Restaurant reviews by Justin Tanner, our retired food critic, who’d be watching more of Masterchef if they’d left in the bits where Gregg grabs the contestants’ arses.
I’M off on holiday. It’s been a while and a mate down the pub told me Sorrento is pretty upmarket. As a discerning chap, I wanted my first time in Eyetie Land to be classy.
Only it’s apparent upon arrival that it’s only ‘upmarket’ if your usual holiday abroad begins with a flight to bloody Alicante. A brief amble around the tourist shops is enough to conclude I’m in Italy’s equivalent of Blackpool.
Plastic Virgin Marys seem to be a local obsession. They’re on sale everywhere, though God only knows who’s buying this shit. And ashtrays with paintings of lemons on. They’re obsessed with lemons too. Acting like they invented the bloody things, which is typical of your Italian. Taking the credit for doing nothing, like they did in the war.

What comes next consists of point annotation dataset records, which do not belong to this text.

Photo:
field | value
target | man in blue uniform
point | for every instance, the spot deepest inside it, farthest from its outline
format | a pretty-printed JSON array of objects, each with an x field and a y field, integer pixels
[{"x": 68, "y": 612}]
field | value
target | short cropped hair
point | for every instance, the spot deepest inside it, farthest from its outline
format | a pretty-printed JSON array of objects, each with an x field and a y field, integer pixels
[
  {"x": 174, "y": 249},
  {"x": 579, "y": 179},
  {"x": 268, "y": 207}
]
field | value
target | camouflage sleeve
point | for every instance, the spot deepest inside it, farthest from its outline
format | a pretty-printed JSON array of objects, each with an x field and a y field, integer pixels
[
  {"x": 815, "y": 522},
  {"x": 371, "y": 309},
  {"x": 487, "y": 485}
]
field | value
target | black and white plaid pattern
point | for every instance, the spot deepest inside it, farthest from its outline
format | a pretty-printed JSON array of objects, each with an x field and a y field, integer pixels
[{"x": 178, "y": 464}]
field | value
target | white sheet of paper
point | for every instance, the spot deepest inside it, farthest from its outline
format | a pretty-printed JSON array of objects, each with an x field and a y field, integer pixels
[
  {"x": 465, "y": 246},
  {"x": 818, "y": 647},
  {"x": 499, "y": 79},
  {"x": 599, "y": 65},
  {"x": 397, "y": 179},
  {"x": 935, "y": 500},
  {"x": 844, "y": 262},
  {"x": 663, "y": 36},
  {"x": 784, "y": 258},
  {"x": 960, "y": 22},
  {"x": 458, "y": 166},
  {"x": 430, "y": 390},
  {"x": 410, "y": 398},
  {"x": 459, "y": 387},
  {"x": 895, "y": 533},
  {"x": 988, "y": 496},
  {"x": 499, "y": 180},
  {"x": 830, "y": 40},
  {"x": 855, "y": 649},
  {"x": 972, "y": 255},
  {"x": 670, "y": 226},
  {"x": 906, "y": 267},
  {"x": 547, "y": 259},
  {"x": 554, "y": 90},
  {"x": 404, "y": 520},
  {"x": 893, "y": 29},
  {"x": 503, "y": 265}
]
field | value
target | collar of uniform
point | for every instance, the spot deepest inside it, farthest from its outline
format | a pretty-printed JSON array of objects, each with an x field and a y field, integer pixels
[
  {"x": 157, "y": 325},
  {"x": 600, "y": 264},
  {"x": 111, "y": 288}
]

But worst of all, endless bags of cock-and-balls-shaped tricolour pasta. Why would I want to eat that? Do I look like a poofter?
But it’s the local food scene I’m really interested in. I’m well-versed in global cuisine so I know that Italians practically live on pizzas and spag bol. Much like myself, so in theory I should be in spaghetti Nirvana.
Sadly breakfast does nothing to reassure me I’m in the foodie heaven I was expecting. The usual, uneducated foreigners’ stab at a full English is predictably inedible. I’m glad I had the foresight to bring a bottle of HP sauce with me, so I surreptitiously smother everything in that for an all-pervading taste of molasses and vinegar. I’m no fool.
There’s flyers in the hotel foyer advertising trips to Pompeii, which I’ll be giving a miss. I don’t need to travel halfway around Europe to view a decimated city steeped in tales of horror. I live in Birmingham.
Lunchtime rolls around, so I opt for a ‘classic’ Italian salad of tomato, mozzarella and basil. Only that’s all there is to it. A sliced tomato, lump of cheese that I now know tastes of nothing unless it’s cooked atop a pizza and some cursory leaves. For nine bloody Euros?
I spend the afternoon supping piss-thin Italian lager by the pool and hoping dinner will be an improvement. I head to a ristorante away from the main square, where you can’t even get a bowl of chips without needing a second mortgage.
When in Rome, as they say, so I ask the waiter for spaghetti bolognese. He rather snootily informs me that’s not a real dish here. So those ready meals in Aldi are holograms, are they? Apparently, locals here call bolognese sauce ‘ragu’ and it’s only eaten with tagliatelle, never spaghetti. Like I can tell the sodding difference.
Pizza it is then and, unsurprisingly, they don’t have pepperoni, tandoori chicken or jalapeno toppings like proper pizzas from Domino’s, so salami it is. It’s passable, but not a patch on the real thing.
As I wend my way back to my hotel, again running the gauntlet of penis pasta, plastic virgins and endless lemon-themed tat, I muse on why anyone would think this moped-fumed, tacky as f**k hellhole that doesn’t even have a beach is the height of sophistication.
My inevitable conclusion is that my standards in global travel are considerably higher that those of the common herd. Like I didn’t know that already.